Berlin and the Wall

Arriving in Berlin for the first time felt like going back home. That’s because my grandparents were German immigrants, and the language I heard growing up was German.

Maybe because of that, and of the stories I heard about World War II as a child, Berlin touched me deeply. The German capital is a city of many layers, and while discovering it I felt I was witnessing history – everything important that happened in the world in the last 100 years started or was centered in Berlin.

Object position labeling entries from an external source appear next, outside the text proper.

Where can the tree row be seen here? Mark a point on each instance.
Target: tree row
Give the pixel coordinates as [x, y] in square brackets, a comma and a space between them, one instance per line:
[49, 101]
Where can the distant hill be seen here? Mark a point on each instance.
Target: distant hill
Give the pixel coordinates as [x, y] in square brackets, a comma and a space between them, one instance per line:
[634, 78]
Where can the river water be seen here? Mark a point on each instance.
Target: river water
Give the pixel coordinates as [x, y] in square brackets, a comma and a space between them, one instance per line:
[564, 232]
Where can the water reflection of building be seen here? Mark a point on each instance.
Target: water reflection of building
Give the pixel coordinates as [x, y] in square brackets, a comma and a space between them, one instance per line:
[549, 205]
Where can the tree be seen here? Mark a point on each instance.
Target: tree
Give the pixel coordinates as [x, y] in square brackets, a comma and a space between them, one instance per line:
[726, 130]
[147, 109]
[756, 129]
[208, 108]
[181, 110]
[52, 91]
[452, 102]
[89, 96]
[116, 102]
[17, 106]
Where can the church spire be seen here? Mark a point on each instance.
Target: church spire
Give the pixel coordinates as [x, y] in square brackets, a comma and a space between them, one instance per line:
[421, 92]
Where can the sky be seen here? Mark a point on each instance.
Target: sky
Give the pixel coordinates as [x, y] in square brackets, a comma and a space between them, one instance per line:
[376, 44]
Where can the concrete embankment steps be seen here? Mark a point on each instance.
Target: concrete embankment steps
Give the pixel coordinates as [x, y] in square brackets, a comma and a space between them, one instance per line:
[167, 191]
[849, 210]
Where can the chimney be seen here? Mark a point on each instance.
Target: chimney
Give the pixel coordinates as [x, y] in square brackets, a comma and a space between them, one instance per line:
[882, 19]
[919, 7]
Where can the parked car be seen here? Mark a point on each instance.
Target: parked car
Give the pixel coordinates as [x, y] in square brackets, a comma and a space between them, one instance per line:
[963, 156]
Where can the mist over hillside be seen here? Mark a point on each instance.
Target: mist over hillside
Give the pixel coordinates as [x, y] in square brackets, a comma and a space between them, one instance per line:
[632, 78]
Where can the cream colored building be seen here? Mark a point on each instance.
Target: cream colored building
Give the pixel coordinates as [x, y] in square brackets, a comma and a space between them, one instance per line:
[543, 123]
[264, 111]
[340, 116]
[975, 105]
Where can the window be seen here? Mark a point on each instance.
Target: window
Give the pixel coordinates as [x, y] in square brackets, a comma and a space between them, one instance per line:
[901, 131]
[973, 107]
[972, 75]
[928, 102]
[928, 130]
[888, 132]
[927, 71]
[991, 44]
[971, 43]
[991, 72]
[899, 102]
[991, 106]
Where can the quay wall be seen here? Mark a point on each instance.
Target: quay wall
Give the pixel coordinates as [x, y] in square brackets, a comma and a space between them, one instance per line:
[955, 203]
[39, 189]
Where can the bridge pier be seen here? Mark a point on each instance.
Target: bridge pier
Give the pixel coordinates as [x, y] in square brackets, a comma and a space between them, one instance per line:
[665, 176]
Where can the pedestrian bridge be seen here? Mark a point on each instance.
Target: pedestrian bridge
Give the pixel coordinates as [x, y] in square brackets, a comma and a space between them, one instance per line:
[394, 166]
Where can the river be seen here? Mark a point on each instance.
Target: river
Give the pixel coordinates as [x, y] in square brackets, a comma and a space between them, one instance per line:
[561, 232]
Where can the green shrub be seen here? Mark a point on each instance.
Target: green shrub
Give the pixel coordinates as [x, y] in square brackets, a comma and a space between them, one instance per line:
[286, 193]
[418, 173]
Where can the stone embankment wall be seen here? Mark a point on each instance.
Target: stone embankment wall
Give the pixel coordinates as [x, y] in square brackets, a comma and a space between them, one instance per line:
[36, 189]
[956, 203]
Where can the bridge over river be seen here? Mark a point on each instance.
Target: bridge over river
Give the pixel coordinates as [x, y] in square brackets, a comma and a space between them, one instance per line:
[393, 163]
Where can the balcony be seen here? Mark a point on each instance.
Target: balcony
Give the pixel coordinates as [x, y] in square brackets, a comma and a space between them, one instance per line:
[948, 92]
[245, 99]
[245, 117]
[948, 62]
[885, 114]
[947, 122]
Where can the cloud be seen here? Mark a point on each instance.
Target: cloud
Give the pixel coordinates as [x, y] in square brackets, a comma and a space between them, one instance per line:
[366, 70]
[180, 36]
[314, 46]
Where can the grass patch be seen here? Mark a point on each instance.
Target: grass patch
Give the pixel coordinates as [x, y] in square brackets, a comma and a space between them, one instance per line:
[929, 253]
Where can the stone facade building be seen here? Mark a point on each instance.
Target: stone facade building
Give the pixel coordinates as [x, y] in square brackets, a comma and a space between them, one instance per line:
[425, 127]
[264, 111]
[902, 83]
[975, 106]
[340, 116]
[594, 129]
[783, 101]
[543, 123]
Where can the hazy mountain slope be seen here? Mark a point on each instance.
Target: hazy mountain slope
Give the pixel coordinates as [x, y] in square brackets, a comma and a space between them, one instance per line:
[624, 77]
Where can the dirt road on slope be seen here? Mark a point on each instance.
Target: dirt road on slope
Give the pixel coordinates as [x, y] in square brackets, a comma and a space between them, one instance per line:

I heard a lot about the Wall there. Parts of it were still standing (pic 2), so people won’t forget it. The Wall was built overnight in 1961 by the Communist government of East Germany, to keep its citizens from escaping to the West. For decades the ugly structure was the symbol of a divided Germany, and the embodiment of the repression imposed upon East Germans by their government. Since Germany lost WWII, in 1945, East Germany fell under the control of the Soviet Union, with a government that was a mere puppet of Moscow. The Wall also separated families, and many people lost their lives trying to escape to the West.

The day the Wall fell was commemorated around the world. I remember it clearly: it was November 9, 1989. I was at home in Manhattan when news programs started to broadcast from Berlin, showing images of young people on top of the Wall. Some had hammers in their hands and were breaking pieces of it, others embraced and waved German flags. While they celebrated, huge crowds of East Germans crossed from East to the West, under the confused stare of the East German police. The event marked the end of the Iron Curtain, and the final blow to Communism. I was moved to tears.

Parts of the Berlin wall were left standing on purpose

The site where thousands were shot trying to escape was very near my hotel in Berlin, a somber reminder of those dark days. The day I visited it a few other people were looking silently at the names on the white crosses placed on the exact place where many where shot to death by the East German police. The poignant moment made me think of the words American president Ronald Reagan pronounced right there, when he visited Berlin in 1987: ‘Mr. Gorbachev, tear down this wall!’, he said. And to the astonishment of the world, the Soviet leader did just that. Or at the very least, he allowed it to happen.

Unified Berlin is again a glowing and vibrant metropolis. There’s no more East Germany, but the German capital – and the world – will never forget its infamous Wall.